Reputation: 171
These two strings look identical when printed but they are not equal under the hood. I need to select a dictionary item by this key but I get keyError because obviously they do not match. I have tried using str.encode("utf-8"), str.decode("utf-8"), unicode(str, "utf-8"), repr(). Nothing helped. How can I make them equal just like when they are printed?
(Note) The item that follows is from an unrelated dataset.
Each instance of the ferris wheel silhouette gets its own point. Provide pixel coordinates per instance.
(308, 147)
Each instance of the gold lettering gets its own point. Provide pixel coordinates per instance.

Thanks.
>>> str1 = u"extra\u00f1ar"
>>> str2 = u"extrañar"
>>> str1
u'extra\xf1ar'
>>> str2
u'extran\u0303ar'
>>> print str1
extrañar
>>> print str2
extrañar
>>> str1 == str2
False
Upvotes: 0
Views: 41
Reputation: 95957
You can try to use unicodedata.normalize
, but it isn't guaranteed to work:
>>> str1 = u'extra\xf1ar'
>>> str2 = u'extran\u0303ar'
>>> str1 == str2
False
>>> print str1; print str2
extrañar
extrañar
So, observe:
>>> import unicodedata
>>> unicodedata.normalize('NFC', str1)
u'extra\xf1ar'
>>> unicodedata.normalize('NFC', str2)
u'extra\xf1ar'
>>> unicodedata.normalize('NFC', str2) == unicodedata.normalize('NFC', str2)
True
>>> print unicodedata.normalize('NFC', str2); print unicodedata.normalize('NFC', str2)
extrañar
extrañar
One caveat:
Even if two unicode strings are normalized and look the same to a human reader, if one has combining characters and the other doesn’t, they may not compare equal.
Upvotes: 2